Dans L’anniversaire nous retrouvons des
micro-récits qui s’entrecroisent avec au centre l’histoire de cet architecte
qui rêve d’une « cité verte », une forme d’utopie : cela sonne
comme une métaphore de toute une génération, la vôtre notamment qui a porté le
rêve d’une nouvelle « architecture sociale »
Latif Lahlou dans son bureau à Casa (photo bakrim, 2014)
Votre observation est fort pertinente et reflète avec justesse mon propos. C’est
vrai que depuis mon adolescence je rêve d’une société juste qui respecte la
dignité de l’individu et qui glorifie l’humanisme que chacun de nous porte
profondément dans son fort intérieur…
La cité verte de mon architecte, ancien
militant de gauche est une utopie : c’est vrai c’est un rêve magnifique
auquel on voudrait tous croire et qui pourrait arriver un jour sous une forme
ou une autre – qui sait- ?
Notre personnage, - était prêt à faire des
concessions – douloureuses certes mais utiles
lui semble –t-il, pour concrétiser son projet mais…la réalité est autre et les
affaires sont les affaires…Il faudra qu’il trouve d’autres moyens…
Regardons autour de nous…Nous vivons tous cette
réalité cruelle et le film ne fait que relater – à ma façon – cette réalité.
Le film offre une image dure des politiques,
ceux issus de la gauche notamment ?
Beaucoup de nos politiciens ont été militants
de gauche durant leur jeunesse et maintenant ils s’inscrivent dans des courants du libéralisme et de conservatisme politique et culturel.
Est – ce à dire que le romantisme progressiste
n’existe qu’à 20 ans et que pour passer à ce qu’on appelle l’âge de raison, il
faut revenir en arrière et adopter une position passéiste et rétrograde ? Je ne veux pas
m’inscrire dans ce courant et continue avec
la relalitivisation et la retenue
nécessaires à être convaincu que l’avenir de l’humanité réside dans le progrès
des idées modernes tournées vers le futur.
C’est vrai que beaucoup d’intellectuels de
gauche ont déçu par ce qu’ils se sont bien embourgeoisés et se sont enfermés dans l’opportunisme
politique et l’arrivisme – tous aujourd’hui professent une idéologie
progressiste chargée d’humanisme politique lorsqu’ils parlent en leur
« nom personnel » mais dès qu’il s’agit d’attitude ou de position
publique décisionnaire, leur discours change, devient plus conformiste et son
contenu se dilue dans le sable….
Encore une fois, regardons autour de nous…il n’y
a qu’opportunisme, arrivisme et égocentrisme – cela ne peut que décevoir…
Younes Mégri et Hamid Basket incarnent avec
beaucoup de justesse les deux rôles antagoniques auxquels renvoient leurs
personnages : d’un côté un idéaliste, de l’autre un pragmatique, sinon
arriviste.
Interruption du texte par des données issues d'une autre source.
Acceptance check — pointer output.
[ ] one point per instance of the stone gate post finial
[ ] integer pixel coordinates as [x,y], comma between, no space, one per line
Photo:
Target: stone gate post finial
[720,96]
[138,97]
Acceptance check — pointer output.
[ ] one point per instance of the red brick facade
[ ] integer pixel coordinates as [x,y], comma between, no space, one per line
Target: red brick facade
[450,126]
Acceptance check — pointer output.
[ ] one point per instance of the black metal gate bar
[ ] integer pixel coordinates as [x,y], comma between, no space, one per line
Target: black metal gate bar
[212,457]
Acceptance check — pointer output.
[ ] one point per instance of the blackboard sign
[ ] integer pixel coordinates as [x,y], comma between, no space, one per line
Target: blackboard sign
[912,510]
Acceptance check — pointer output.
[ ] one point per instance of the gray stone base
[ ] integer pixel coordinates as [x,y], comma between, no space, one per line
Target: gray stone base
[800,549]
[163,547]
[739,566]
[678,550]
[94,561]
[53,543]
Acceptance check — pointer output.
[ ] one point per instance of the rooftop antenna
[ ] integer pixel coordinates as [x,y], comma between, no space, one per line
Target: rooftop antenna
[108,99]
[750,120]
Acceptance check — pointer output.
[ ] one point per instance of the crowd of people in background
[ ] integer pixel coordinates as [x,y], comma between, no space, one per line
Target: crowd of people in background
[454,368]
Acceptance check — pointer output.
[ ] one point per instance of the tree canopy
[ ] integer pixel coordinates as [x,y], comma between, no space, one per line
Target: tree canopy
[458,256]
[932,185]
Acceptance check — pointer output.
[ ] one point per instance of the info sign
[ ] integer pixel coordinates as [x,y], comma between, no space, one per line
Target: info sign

Comment vous aves mené le travail avec vos comédiens dont la palette
est très large avec de nouveaux visages notamment ?
Le travail avec les comédiens est fascinant parce que pour moi c’est le moment de concrétiser l’idée que je me faisais des
personnages. J’aime travailler avec les professionnels parce qu’ils comprennent
vite le sens que je veux donner aux personnages.
J’essaie toujours de travailler de la même
manière en essayant d’insuffler à l’actrice ou à l’acteur la personnalité complexe
du personnage à interpréter en lui décrivant
le passé du personnage depuis sa naissance, son enfance, sa formation et
surtout le milieu social dans lequel il a évolué et les faits saillants qui ont
marqué son éducation et sa formation ; ensuite, j’essaie de décrire le
présent du personnage en évoquant ses préoccupations, ses ambitions, ses
espoirs, ses déceptions et les contraintes qu’il subit même s’il se croit au-dessus de tout : le contour
du personnage donne à l’acteur un très large spectre de création et avec ses
apports personnels, ensemble nous faisons vivre un personnage : c’est
comme ça que j’ai travaillé avec Younés Mégri et Hamid Basquet qui sont de
grands acteurs : ils ont parfaitement compris la psychologie des
personnages, chacun en ce qui le concerne, et le travail a porté ses
fruits : vous avez des personnages bien vivants, que vous rencontrez
toujours autour de vous et je suis persuadé que quelques spectateurs reconnaitront les personnages réels déjà
rencontrés dans la vie courante.
Il en a été de même avec les autres actrices et
acteurs qui ont participé au film.
Pour les rôles principaux, je n’ai fait appel
qu’à des professionnels à part entière à l’exception de Sanae El Aji qui avait
commencé une carrière d’actrice qu’elle avait mis en veilleuse un temps pour
entreprendre un travail de recherche universitaire qu’elle va bientôt présenter
au public…Je lui ai demandé d’interpréter
un personnage très proche de sa propre psychologie et qu’elle connait
parfaitement par ce qu’elle maitrise d’une manière exceptionnelle une
distanciation vis-à-vis d’elle-même qui lui permet de dominer parfaitement le
personnage du film.
La progression dramatique est portée par un travail plastique au
niveau de l’image ; les lumières notamment, couleurs et les décors
participent à la création d’un espace feutré qui en dit long sur ceux qui l’occupent ?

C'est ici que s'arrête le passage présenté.